In my previous blog DevOps Security with Microsoft Defender for Cloud I introduced the DevOps Security features in Defender for Cloud and how you can link and scan your GitHub code repositories for vulnerabilities before they hit your infrastructure platforms.
In this blog I am going to focus on the options for fixing code issues based on the reporting findings from Defender for Cloud.
Findings
As mentioned previously, all of the reporting from your connected repositories appears under findings in the security overview dashboard of DevOps Security.
To get some findings to remediate for this blog, I am using two vulnerable by design IaC code repositories developed by Bridgecrew:
These repositories are perfect for testing misconfigurations and vulnerabilities in a safe space. Be sure to keep them separate from your production environments if you are going to deploy this code!
Findings fall into the following categories:
Code — findings that are based on the CodeQL scanning in GitHub (CodeQL is the code analysis engine developed by GitHub to automate security checks).
IaC — IaC findings from the DevOps Security GitHub Action / Azure DevOps pipeline.
Secrets — Secrets scanned by GitHub advanced security.
Dependencies — Dependabot alerts from GitHub that include security updates and dependency version updates.
Recommendations
In the security overview there is an option to view the DevOps environment posture management recommendations. This is a new overview that gives you a good insight into the detected vulnerabilities, their risk level and risk factors.
Using this overview we can prioritize the high level issues first and drill down further to each vulnerability that has been found. In this case we have some high priority dependency vulnerabilities in the code that need to be resolved.
Fix code findings and dependencies
To start fixing code findings and dependencies we will need to do this within GitHub by opening the security tab of the code repository. Given the amount of security vulnerabilities in this case you can look for specific issues based on the GHSA ID. This is the ID that appears in the above severity report and in each dependency issue ID in GitHub.
To resolve the dependency issues GitHub automatically creates a series of pull requests that can be resolved.
Looking at the top pull request, dependabot has created this is a pull request that contains 38 fixes identified in the dependabot alerts above.

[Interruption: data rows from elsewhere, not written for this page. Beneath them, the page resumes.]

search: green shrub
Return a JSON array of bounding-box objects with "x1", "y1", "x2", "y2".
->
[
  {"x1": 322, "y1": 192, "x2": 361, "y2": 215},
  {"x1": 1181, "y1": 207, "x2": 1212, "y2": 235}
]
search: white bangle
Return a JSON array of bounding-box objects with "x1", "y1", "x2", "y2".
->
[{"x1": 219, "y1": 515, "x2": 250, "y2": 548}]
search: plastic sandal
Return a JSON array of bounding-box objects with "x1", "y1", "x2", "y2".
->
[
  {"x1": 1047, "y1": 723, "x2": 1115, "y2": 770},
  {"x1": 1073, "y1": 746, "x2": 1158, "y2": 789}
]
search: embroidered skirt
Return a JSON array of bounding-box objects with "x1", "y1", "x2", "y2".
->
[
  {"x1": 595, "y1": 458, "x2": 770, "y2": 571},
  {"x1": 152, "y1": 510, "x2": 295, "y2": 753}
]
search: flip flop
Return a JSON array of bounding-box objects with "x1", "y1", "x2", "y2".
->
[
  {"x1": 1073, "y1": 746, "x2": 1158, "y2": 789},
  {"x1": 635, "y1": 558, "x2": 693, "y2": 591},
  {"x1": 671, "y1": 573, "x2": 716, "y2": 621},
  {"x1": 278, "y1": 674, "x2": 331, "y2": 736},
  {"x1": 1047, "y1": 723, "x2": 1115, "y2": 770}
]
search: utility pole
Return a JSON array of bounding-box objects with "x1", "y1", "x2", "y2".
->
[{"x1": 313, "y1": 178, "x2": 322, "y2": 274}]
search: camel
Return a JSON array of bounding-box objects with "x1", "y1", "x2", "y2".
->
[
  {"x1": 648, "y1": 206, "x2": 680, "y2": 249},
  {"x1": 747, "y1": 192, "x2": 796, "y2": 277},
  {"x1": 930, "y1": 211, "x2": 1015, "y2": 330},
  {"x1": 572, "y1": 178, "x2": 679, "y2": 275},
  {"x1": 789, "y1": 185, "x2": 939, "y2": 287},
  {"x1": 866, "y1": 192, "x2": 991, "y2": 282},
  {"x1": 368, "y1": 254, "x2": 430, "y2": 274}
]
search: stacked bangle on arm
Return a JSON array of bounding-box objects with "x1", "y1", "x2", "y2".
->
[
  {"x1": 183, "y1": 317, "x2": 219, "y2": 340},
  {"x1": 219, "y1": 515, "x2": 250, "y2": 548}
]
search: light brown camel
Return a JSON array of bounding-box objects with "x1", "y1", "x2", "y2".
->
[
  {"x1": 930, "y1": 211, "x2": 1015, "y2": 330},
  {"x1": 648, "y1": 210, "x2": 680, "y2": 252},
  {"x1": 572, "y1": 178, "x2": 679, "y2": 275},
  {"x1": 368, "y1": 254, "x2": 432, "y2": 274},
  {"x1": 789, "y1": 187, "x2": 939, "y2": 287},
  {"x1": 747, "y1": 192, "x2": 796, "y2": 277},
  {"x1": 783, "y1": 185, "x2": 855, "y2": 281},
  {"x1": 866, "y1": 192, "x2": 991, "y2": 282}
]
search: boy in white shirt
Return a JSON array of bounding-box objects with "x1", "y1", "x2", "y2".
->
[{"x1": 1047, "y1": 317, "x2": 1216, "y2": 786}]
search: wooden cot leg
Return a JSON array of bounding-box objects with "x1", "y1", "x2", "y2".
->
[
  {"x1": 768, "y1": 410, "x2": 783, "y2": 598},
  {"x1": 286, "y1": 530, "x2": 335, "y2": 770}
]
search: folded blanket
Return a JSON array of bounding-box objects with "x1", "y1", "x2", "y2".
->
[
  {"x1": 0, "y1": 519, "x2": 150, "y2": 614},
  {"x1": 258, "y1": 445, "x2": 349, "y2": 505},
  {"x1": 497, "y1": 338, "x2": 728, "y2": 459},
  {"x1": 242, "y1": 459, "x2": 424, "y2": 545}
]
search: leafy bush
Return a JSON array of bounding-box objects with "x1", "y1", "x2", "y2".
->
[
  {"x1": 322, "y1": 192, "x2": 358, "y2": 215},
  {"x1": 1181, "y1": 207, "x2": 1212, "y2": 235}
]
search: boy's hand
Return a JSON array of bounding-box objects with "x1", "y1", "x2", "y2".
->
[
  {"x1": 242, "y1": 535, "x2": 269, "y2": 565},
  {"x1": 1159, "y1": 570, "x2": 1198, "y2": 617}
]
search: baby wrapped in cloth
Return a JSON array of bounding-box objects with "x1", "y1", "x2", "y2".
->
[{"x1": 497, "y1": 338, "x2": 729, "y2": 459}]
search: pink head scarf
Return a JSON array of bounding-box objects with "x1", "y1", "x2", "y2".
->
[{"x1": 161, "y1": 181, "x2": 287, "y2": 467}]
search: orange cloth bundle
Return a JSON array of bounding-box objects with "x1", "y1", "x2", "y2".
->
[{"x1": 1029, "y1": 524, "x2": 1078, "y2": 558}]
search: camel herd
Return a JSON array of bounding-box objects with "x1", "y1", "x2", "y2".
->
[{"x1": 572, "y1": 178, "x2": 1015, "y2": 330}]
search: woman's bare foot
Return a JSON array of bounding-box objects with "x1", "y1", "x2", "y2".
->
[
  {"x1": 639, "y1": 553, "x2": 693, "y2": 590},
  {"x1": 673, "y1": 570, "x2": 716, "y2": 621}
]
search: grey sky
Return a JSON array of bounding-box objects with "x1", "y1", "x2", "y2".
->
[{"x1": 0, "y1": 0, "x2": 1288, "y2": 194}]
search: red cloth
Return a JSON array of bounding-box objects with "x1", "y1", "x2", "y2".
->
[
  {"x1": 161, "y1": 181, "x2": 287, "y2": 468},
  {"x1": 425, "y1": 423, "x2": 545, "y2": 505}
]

All that’s needed here is to merge the pull request to automatically fix the issues in the code and this will remediate the fixes being alerted in both GitHub and eventually Defender for Cloud after a short polling period.
Secrets
Secret scanning alerts are presented in the security tab under secrets scanning. The secrets are captured by GitHub advanced security and then are synchronised to Defender for Cloud. But what is defined here as a secret? It is any token or private key that is used to communicate with an external service. So keep that in mind as this isn’t something thats going to capture an exposed virtual machine password for example. The secret scanning partner program provides some guidance on what is covered and how it works.
There is also an option to enable push protection for secrets which will prevent anyone pushing code to your repo that contains a secret.
Fix IaC misconfigurations
To fix IaC misconfigurations, run the Microsoft Security DevOps scanner in CI—either the GitHub Microsoft Security DevOps Action or the Azure DevOps task. I covered the setup in my previous blog.
- Microsoft Security DevOps Action: https://github.com/marketplace/actions/microsoft-security-devops
- Microsoft Security DevOps for Azure DevOps: https://marketplace.visualstudio.com/items?itemName=ms-securitydevops.microsoft-security-devops-azdevops
There are two main scenarios you can use to run the action, firstly against an existing deployment on your main branch or against a branch pull request.
The first scenario will add any identified vulnerabilities to your code scanning section of the security tab in GitHub. These can then be remediated in your code directly, to fix the already deployed issues, or you can create a branch copy fix and re-run the action as part of a pull request annotation. This fit’s nicely with the second scenario, introduction of new code.
This scenario is the method that will prevent vulnerabilities from hitting your environment in the first place. When a developer creates new code in a branch and initiates a pull request then the action will automatically scan the branch and add issues that need to be fixed directly in the pull request.
To show this further, I have created a video that shows an example of a simple azure storage account written in bicep code that has some missing security parameters and how to use the code scanning tools as part of a pull request to remediate them before they are deployed into your code.
Summary
In summary, the tools available to remediate code issues from Defender for Cloud in combination with GitHub advanced security provide a wide area of protection. You have a full range of support for application code, IaC, secrets and dependencies that can be reported into Defender for Cloud.
Using the pull request integration feature for is also a nice way to include this action as a pre-requisite in your code environment allowing for developers to fix coding issues before they are deployed to your Azure environments.